Bullet hole size shows gun caliber?

Pretty much every day some detective on TV or in a book or in a movie walks up to a person who’s been shot with a gun and says, “Looks like a .357.” Not a .30 caliber rifle bullet, not a .35 caliber pistol round, not a .380, not a .38 Special (which actually fits .357 guns), not a 9 mm bullet or a .40-caliber bullet, but exactly a .357.

Is naming the caliber by examining the entry wound possible within a range small enough to matter to a real police investigation?

I can see the difference between a .22 and a .45 under ideal circumstances, but even then I’m not sure I’d be sure, depending on factors such as the angle of entry and the amount of skin and fat flop and who knows what else?

Can the caliber of a bullet be determined by any wounds it makes?

while I don’t have practical forensic experience, I can tell you for sure that some .22 caliber rounds I’ve shot into metal plates leave a hole large enough to be confused with a 9mm.

I would think general caliber can be estimated but not with the precision your fictional stories might suggest

It is complete fiction. There are far too many variables. Bullet shape and velocity will dramatically change the entrance wound size.
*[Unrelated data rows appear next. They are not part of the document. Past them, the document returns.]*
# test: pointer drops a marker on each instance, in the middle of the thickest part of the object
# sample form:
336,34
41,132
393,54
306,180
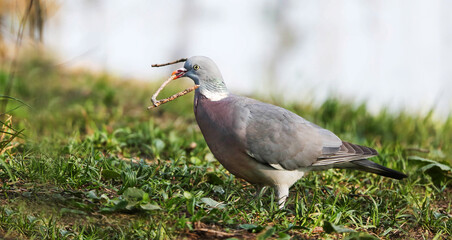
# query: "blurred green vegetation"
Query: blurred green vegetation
93,162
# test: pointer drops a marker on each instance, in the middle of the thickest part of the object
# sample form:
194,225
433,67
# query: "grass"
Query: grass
93,163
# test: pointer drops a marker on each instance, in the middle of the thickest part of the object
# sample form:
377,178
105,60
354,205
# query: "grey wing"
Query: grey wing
282,139
278,137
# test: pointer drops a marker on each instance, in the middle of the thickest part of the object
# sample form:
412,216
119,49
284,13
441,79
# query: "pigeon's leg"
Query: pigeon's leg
260,190
282,192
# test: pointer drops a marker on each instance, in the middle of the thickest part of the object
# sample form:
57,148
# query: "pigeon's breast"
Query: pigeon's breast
223,129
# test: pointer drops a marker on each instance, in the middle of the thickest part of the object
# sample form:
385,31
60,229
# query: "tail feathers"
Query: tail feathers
369,166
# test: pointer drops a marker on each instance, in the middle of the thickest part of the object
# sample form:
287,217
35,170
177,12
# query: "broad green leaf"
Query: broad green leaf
110,174
133,194
266,234
332,228
212,203
149,206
If the bullet encounters an obstacal before hitting the victim it can tumble and leave a much bigger entrance wound.

If the bullet is recovered, it can be measured and weighed, and a then the caliber of the gun might be reduced to a short list of similar calibers. Bullet deformation will make it difficult to distinguish between very similar calibres…say .357/.38/9mm. But if it is a 115 gn. bullet, it is likely 9mm, and 158 grn is common for .38s. If the rifling can be observed, some guns have distinctive patterns that can narrow the list to a specific brand or model.

Recovered shell casings are very definite and simple to identify, marked with text indicating the caliber. The lack of such might suggest it was a revolver, say .38 spl, rather than a 9mm automatic.

You’re contradicting yourself, I think.

While telling the difference between mid-sized handgun bullet injuries might be fiction, I think a modicum of experience would let someone tell the difference between a .22, a .223 or .30 rifle, and a .40/10mm and up handgun. A more experienced eye might even be able to distinguish a mid-size handgun from those three. As you say, it’s a matter of bullet geometry and velocity.

The following 1995 article (.pdf) from the Journal of Forensic Sciences, and follow on Commentary (also .pdf) from both Dr. Martin Fackler and replies from the article’s authors, might be of interest.

Basically, the authors examined 35 different cranial gunshot wounds, measured them, and tried to draw some correlations between the hole size and bullet diameter. They could tell .22 LR and .25 from .38, but not .22 LR from .25. Fackler then wrote their journal, to tell them that even though they could distinguish between the wounds in their selected cases, their own data showed that you couldn’t make absolute claims about wound diameter and bullet size. Anyway, I thought the interplay was interesting and of value for this particular conversation.

These were wounds made in hard bone, with easily definable holes, FWIW, and there was still potential difficulty in distinguishing between calibers. For one thing, skin is elastic, and can tear unevenly. It is not unknown for the bullet to leave a smaller entrance hole than the projectile’s diameter. Maybe on a pathologist’s table, you could tell this was a .22 vs a .45, and I’d think you could tell the difference between a bullet that had sufficient velocity to cause large permanent wound cavities vs. a bullet that didn’t, but just by looking at the victim on the street? I doubt it. Like some of the results from quantum physics, terminal ballistics can be flat out weird, and counter intuitive.

At page 119 of, Gunshot Wounds: Practical Aspects of Firearms, Ballistics, and Forensic Techniques, Second Edition, by Dr. Vincent J.M. DiMaio, an expert on gunshot wounds, he writes:

The book is fascinating for those with an interest in this subject, and readily searchable via Google Books.

EDIT: Oh, and here’s an old SDMB thread on the same subject.

I’ve read CJ textbooks that instruct the officer to examine the size of the hole and even include little charts for comparison.

In real life, I agree with the above. The flesh is so elastic that the permanent cavity (as it is called) does not necessarily match the diameter of the bullet. I’ve examined plastic targets in which the hole is much smaller than the bullet. Shattered bone is also not very conducive to making things easy to measure. Lastly, any instability or yaw in the bullet relative to the target will make the hole larger.

So it’s not really that cut and dried.

As a forensic pathologist I have examined a lot of gunshot wounds and I agree that cal cannot be determined by the size of the entrance wound. You may get some good general clues, depending on the specific circumstances, to put it into a broad category, but even then I’d use a phrase such as “consistent with” rather than “determinative of”. If you include exit wounds you may get more clues that might make you more confident you are dealing with, say, a .223 vs a .22, but that has more to do with the relative kinetic energies rather than calibres per se. As far as the experience factor, I think more experience in these matters (as in many) tends to make (wiser) people more cautious rather than confident.